Anonymous Anonymous said...

phew you tackles how toddlers change!??! I would have been too busy crying or poking myself in the eye to type! Parenting is definitely not a stagnate element!

10:11 AM

 
Blogger PunditMom said...

As a mom to a now seven-year-old daughter, I have put some of those two-year-old moments out of my mind! There were times I thought I would lose my sanity because I couldn't figure out the motherhood thing and all the changes that each day brought. I'd like to say I'm closer to achieving a calm household -- for some reason I still entertain the delusion that my days should be calm and orderly, even with a first-grader who still clammers for my lap. Sigh. Thanks for reminding us to enjoy the little moments!

12:13 PM

 
Anonymous Anonymous said...

You are right. There is a lot of peace in letting go and enjoying the little things. It's hard to remind yourself of that when they're flipping out, but then they stick their lower lip out, give you a kiss and it makes it all worthwhile.

12:23 PM

 
Blogger Stacy said...

OK. Your blog took me aback today. I thought Kate was you and when she started talking about her son I was like, "WTF! She had her baby! Did I miss that post?"

Duh. Dumb ol' me. Blog exchange.

Happy New Year!

2:23 PM

 
Anonymous Anonymous said...

I hear you loud and clear, sister! (But those Google searches ease the uneasiness just a pinch...for a few god-forsaken moments, don't they?)

2:26 PM

 
Blogger Chicky Chicky Baby said...

I'm exhausted just thinking about all of it. No wait, I'm exhausted from living it. But I suppose our lives would be horribly boring and predictable without them.

9:27 PM

 
Anonymous Anonymous said...

Yeah, if it's not one thing it's another. Now that I have two kids I've expanded it to "if it's not one kid crying, it's the other" :) Seriously, it's not that bad, but there have been a couple days where the only thing I have accomplished is staying sane. Here's a piece of unsolicited advice that my friend who's a nurse told me: when kids are working on a new skill, their eating (and thus popping tends) and sleeping tends to get thrown off. Oddly enough, this advice has brought me a lot of comfort.

9:29 PM

 
Anonymous Anonymous said...

I never did find a good book to help me, and have been just winging it. So far so good!

Kids Furniture Mama

10:24 PM

 
Anonymous Anonymous said...

They are such slippery little suckers aren't they, these kids?! I have both a deep-seated dread and a healthy excitement about the next 18 years.

10:52 PM

 
Anonymous Anonymous said...

Motherhood and childhood is a total rollercoaster ride. Despite the kinks it put into my pre-baby organized life, I totally love it. You're right that the key is remembering that when one phase is difficult, this too shall pass.

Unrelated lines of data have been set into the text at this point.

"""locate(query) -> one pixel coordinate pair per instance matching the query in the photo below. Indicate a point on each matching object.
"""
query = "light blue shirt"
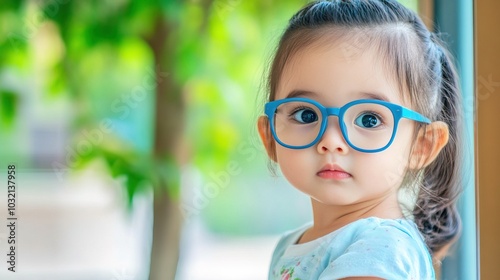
(389, 249)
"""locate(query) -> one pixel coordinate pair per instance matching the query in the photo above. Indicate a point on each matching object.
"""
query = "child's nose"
(332, 140)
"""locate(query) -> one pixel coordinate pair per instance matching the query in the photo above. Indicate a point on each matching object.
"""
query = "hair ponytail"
(435, 212)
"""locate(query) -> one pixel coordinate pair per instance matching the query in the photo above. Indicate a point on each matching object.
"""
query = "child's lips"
(332, 171)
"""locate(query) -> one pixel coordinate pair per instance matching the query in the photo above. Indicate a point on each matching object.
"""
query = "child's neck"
(328, 218)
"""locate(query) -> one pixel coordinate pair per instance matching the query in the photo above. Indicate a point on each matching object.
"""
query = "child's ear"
(266, 137)
(430, 141)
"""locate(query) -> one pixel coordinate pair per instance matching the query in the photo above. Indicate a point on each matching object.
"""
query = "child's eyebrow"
(299, 93)
(374, 95)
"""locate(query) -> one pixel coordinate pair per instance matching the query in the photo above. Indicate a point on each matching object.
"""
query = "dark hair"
(422, 67)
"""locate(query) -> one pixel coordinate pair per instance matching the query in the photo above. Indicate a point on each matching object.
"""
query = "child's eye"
(305, 116)
(368, 120)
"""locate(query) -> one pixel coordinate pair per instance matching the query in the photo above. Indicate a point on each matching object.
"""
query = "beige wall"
(487, 28)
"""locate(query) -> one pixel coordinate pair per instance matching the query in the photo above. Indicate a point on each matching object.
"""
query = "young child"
(364, 104)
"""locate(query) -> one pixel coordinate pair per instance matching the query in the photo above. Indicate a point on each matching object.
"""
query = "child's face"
(331, 172)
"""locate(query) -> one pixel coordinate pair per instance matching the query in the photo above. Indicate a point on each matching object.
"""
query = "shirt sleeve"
(383, 251)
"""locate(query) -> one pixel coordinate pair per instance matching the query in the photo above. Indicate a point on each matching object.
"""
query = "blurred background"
(132, 128)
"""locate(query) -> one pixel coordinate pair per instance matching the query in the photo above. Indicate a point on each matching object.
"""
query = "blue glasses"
(368, 125)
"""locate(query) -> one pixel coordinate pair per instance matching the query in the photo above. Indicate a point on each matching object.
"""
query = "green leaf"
(9, 101)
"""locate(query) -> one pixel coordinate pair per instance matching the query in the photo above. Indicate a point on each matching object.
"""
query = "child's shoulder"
(393, 248)
(390, 249)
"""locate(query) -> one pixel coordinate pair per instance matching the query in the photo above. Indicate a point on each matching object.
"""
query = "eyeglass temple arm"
(412, 115)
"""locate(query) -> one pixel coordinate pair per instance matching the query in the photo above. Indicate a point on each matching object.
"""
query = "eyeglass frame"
(398, 112)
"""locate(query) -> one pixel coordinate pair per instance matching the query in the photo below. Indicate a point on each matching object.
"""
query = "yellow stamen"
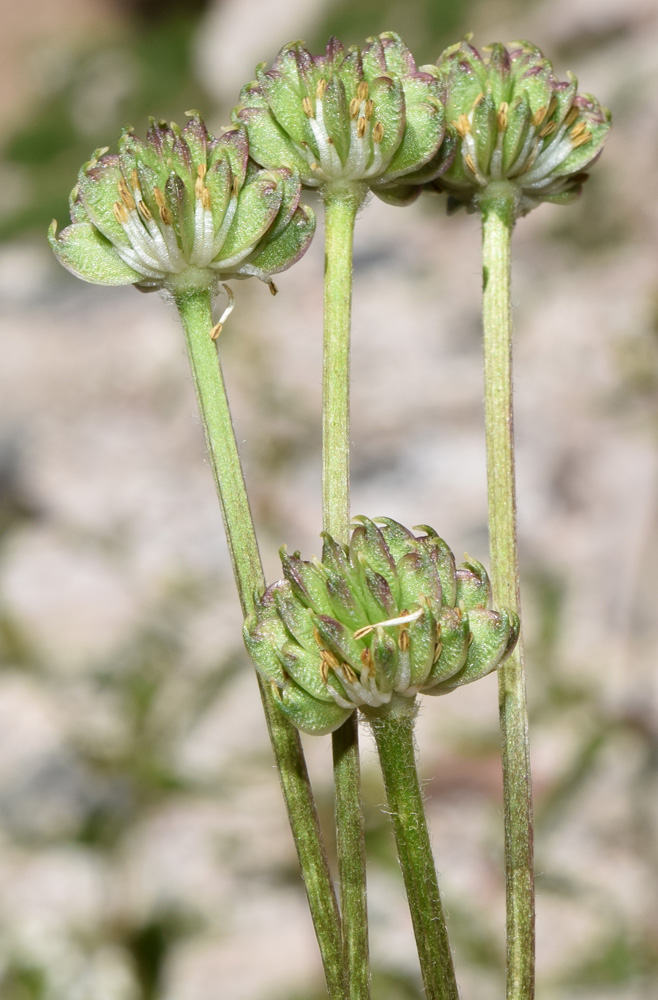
(581, 140)
(462, 125)
(120, 213)
(571, 117)
(143, 210)
(548, 128)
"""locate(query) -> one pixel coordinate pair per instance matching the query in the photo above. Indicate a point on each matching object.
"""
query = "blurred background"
(144, 852)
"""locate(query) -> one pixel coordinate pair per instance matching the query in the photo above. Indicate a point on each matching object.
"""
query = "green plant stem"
(394, 735)
(341, 207)
(196, 314)
(498, 214)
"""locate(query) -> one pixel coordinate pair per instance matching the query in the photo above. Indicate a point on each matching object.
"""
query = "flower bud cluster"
(388, 614)
(367, 116)
(514, 122)
(182, 210)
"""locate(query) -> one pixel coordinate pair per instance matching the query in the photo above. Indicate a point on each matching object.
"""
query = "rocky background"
(144, 852)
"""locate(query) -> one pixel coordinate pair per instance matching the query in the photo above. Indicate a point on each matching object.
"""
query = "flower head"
(346, 116)
(390, 613)
(181, 210)
(515, 122)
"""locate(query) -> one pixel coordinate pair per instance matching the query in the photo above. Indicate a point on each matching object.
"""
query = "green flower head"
(182, 210)
(390, 613)
(352, 116)
(514, 122)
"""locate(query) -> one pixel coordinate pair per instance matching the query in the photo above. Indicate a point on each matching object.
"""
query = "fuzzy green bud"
(388, 614)
(181, 211)
(514, 122)
(364, 117)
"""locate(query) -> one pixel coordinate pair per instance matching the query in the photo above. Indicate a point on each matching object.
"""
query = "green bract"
(515, 122)
(352, 115)
(388, 614)
(181, 210)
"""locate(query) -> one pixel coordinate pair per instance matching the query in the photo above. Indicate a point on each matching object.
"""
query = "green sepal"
(473, 586)
(87, 254)
(317, 718)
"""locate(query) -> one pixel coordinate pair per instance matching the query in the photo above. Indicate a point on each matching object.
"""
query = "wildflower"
(514, 122)
(367, 117)
(181, 211)
(388, 615)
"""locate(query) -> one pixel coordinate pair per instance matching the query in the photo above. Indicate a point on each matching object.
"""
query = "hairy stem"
(196, 314)
(394, 735)
(497, 208)
(341, 207)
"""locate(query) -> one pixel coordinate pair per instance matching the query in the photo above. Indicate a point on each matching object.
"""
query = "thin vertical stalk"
(497, 208)
(340, 214)
(394, 735)
(196, 314)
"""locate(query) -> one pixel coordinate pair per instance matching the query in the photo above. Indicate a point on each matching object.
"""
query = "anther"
(143, 210)
(571, 117)
(120, 213)
(462, 125)
(581, 140)
(548, 129)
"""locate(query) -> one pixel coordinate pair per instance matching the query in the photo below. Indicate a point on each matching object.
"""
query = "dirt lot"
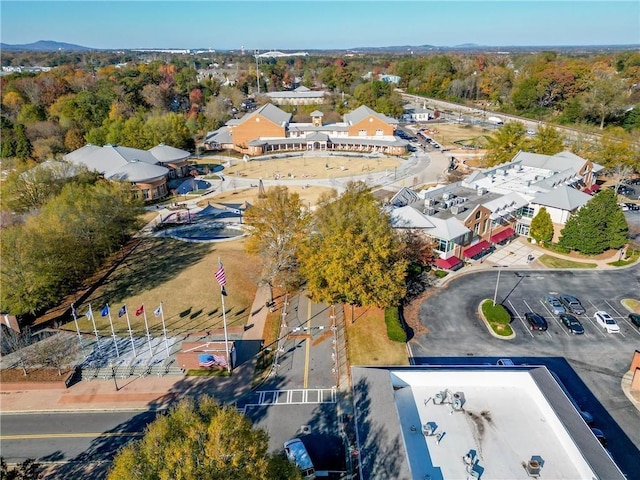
(305, 167)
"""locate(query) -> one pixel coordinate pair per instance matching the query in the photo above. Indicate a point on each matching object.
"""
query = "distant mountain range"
(45, 46)
(53, 46)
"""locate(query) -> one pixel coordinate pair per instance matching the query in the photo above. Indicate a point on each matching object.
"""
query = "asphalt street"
(81, 438)
(595, 362)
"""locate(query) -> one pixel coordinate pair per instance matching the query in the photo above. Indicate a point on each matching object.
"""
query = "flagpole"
(222, 281)
(224, 323)
(133, 345)
(75, 320)
(164, 330)
(95, 330)
(146, 326)
(113, 332)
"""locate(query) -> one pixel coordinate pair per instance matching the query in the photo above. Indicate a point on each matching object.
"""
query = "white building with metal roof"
(456, 423)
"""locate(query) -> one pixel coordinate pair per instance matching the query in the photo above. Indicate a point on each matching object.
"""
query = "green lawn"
(181, 276)
(367, 340)
(556, 262)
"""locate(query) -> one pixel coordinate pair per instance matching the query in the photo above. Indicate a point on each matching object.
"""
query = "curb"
(486, 323)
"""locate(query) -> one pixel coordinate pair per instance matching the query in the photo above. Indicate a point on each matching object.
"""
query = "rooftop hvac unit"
(429, 429)
(458, 401)
(439, 397)
(533, 467)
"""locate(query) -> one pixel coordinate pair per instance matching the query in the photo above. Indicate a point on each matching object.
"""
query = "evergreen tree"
(596, 227)
(541, 229)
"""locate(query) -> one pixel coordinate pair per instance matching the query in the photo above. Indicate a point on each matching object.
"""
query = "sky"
(319, 24)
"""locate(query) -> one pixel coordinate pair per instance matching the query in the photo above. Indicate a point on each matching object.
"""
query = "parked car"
(635, 319)
(599, 434)
(572, 304)
(536, 321)
(554, 304)
(572, 323)
(607, 322)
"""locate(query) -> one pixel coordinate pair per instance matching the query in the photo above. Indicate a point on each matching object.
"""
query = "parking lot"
(590, 365)
(593, 331)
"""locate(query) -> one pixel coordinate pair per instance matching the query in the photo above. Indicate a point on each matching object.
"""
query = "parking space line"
(613, 309)
(557, 320)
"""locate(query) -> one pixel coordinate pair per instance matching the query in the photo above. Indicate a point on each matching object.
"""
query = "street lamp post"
(495, 293)
(113, 374)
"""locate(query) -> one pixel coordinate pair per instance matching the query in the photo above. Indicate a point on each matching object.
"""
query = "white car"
(607, 322)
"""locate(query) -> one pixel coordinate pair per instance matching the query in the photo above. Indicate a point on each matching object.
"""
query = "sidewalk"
(140, 393)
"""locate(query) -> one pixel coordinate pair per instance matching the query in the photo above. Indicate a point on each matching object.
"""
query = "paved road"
(69, 437)
(450, 327)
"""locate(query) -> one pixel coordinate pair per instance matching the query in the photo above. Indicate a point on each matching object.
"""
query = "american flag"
(206, 360)
(220, 275)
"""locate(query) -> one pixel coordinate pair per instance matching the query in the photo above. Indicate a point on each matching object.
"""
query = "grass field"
(181, 276)
(556, 262)
(367, 340)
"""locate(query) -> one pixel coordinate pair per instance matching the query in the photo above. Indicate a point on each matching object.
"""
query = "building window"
(444, 245)
(526, 212)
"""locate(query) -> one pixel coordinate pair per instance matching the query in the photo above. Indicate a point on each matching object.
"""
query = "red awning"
(474, 250)
(502, 235)
(448, 263)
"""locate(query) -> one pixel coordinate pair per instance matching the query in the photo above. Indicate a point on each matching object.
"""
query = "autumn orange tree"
(200, 439)
(353, 254)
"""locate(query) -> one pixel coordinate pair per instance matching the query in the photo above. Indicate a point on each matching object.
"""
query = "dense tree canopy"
(278, 224)
(596, 227)
(56, 248)
(353, 255)
(197, 440)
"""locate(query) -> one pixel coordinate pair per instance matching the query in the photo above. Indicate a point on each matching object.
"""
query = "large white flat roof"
(508, 417)
(505, 420)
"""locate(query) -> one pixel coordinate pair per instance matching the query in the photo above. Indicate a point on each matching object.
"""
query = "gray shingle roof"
(564, 198)
(137, 172)
(271, 112)
(165, 153)
(363, 112)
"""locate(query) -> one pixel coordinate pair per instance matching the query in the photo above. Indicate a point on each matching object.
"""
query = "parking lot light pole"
(495, 294)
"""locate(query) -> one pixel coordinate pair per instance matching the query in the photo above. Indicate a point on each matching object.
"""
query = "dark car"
(572, 323)
(572, 304)
(536, 321)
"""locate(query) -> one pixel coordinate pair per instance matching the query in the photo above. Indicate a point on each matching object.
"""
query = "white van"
(297, 453)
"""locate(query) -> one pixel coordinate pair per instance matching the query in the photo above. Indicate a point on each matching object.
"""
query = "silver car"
(555, 305)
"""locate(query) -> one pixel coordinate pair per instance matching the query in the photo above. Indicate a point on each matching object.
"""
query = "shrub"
(395, 329)
(498, 317)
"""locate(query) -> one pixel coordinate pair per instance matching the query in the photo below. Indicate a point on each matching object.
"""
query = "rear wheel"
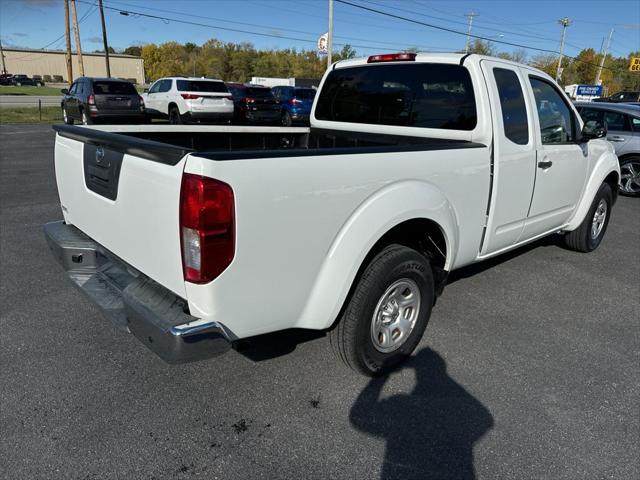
(630, 176)
(387, 312)
(174, 116)
(590, 233)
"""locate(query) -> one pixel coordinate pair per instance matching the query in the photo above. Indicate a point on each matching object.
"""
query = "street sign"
(590, 90)
(322, 43)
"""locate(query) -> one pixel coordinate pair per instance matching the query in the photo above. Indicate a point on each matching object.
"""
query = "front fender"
(605, 163)
(379, 213)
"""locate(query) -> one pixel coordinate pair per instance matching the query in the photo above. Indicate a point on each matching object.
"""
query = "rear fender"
(606, 163)
(377, 215)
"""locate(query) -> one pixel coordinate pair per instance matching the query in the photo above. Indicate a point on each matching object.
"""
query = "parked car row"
(186, 100)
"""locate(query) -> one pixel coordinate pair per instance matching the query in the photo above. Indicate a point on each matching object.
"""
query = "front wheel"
(630, 176)
(387, 312)
(590, 233)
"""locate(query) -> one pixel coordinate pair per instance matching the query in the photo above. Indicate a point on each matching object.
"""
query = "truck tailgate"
(125, 197)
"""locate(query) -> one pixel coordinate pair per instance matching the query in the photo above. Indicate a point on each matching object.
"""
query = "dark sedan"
(106, 100)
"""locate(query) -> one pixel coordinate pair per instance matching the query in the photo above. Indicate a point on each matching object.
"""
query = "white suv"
(182, 99)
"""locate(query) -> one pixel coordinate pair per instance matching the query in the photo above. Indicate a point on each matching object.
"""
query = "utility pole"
(330, 35)
(76, 31)
(565, 22)
(604, 56)
(470, 17)
(104, 39)
(68, 35)
(4, 68)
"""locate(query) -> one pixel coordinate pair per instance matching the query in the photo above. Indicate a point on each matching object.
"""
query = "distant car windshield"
(201, 86)
(259, 92)
(305, 93)
(114, 88)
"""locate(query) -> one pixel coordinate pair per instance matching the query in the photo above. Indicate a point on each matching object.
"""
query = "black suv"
(92, 100)
(254, 104)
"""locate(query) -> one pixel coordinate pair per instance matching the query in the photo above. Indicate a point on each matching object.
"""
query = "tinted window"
(556, 122)
(617, 121)
(514, 110)
(201, 86)
(305, 93)
(417, 95)
(115, 88)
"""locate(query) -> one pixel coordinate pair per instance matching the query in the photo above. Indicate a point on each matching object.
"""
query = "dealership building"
(53, 64)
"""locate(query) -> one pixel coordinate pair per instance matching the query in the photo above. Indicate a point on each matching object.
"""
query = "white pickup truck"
(193, 238)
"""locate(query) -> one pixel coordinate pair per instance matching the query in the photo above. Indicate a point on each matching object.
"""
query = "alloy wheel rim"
(599, 218)
(395, 315)
(630, 177)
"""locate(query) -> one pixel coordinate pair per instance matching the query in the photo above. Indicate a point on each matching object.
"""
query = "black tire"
(353, 337)
(629, 176)
(174, 116)
(286, 119)
(582, 239)
(65, 116)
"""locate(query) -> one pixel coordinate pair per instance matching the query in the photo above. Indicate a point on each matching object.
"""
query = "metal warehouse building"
(53, 63)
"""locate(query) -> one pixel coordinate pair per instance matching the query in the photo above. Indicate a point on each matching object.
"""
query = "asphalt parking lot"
(530, 368)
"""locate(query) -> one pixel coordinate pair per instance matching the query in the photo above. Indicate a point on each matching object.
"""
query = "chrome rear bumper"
(135, 303)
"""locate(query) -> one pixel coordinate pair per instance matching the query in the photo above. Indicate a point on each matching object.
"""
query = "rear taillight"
(392, 57)
(207, 227)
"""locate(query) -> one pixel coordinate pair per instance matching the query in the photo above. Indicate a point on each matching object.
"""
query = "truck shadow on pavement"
(430, 432)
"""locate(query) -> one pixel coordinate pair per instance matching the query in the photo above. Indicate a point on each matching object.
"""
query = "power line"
(457, 32)
(270, 27)
(237, 30)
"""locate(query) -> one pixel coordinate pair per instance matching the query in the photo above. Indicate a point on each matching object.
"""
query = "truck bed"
(169, 144)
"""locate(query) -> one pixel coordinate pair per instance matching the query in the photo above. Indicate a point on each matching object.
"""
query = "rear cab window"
(427, 95)
(113, 88)
(201, 86)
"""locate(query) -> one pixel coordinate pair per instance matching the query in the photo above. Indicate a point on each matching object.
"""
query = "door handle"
(546, 164)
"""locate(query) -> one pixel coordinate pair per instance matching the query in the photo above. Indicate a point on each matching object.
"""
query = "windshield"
(114, 88)
(201, 86)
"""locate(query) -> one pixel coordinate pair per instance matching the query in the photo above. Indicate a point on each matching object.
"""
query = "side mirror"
(593, 129)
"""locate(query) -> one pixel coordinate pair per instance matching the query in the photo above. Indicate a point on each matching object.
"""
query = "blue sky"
(40, 23)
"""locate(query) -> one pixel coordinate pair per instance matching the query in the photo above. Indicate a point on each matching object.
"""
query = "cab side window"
(165, 85)
(514, 110)
(617, 121)
(556, 120)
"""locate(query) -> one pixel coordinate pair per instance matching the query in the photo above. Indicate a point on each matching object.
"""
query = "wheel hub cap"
(395, 315)
(630, 177)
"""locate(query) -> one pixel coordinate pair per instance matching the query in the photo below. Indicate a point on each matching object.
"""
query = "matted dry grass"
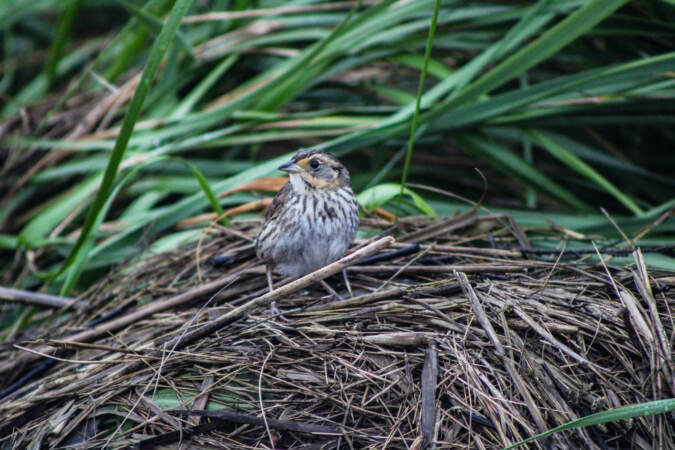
(456, 342)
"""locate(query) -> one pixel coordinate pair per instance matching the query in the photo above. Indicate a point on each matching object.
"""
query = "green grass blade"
(576, 164)
(420, 91)
(508, 162)
(65, 24)
(157, 52)
(381, 194)
(545, 46)
(612, 415)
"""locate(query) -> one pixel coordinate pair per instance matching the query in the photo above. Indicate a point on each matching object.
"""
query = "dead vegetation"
(447, 340)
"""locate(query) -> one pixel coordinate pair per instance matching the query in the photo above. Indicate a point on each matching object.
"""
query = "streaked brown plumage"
(313, 218)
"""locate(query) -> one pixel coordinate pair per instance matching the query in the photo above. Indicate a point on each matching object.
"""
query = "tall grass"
(89, 132)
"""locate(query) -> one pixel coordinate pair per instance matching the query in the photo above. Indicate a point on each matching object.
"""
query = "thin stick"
(34, 298)
(285, 290)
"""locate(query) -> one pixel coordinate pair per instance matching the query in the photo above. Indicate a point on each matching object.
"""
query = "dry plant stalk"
(455, 345)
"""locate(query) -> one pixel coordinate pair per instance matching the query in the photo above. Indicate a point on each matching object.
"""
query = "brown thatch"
(453, 343)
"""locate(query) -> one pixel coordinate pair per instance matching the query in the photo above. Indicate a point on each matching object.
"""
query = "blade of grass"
(576, 164)
(56, 51)
(612, 415)
(420, 91)
(544, 47)
(158, 50)
(508, 162)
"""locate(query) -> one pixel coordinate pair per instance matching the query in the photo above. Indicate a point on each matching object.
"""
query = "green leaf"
(377, 196)
(582, 168)
(612, 415)
(508, 162)
(149, 73)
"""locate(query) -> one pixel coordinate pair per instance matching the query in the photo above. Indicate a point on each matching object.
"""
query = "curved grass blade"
(544, 47)
(420, 91)
(382, 193)
(158, 50)
(508, 162)
(155, 26)
(612, 415)
(207, 190)
(576, 164)
(62, 32)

Love your writing, as always. Thanks for commenting on my post at The Fat Lady Sings.

Happy New Year!

11:50 AM

 
Blogger Heather said...

Kids ARE constantly changing aren't they? Even within seconds..."Oh, you want the blue one?" (Hand the blue one over as the child collapses in tears.) "NOOOOOOO! I wanted the red one!"

Or wait...maybe that's me that does that.

10:26 PM

 
Anonymous Anonymous said...

hear hear! Google and books only come up with too much information or none at all. Thanks for reminding me that these little critters are allowed (should!) have whims, bad days, good days and everything in between.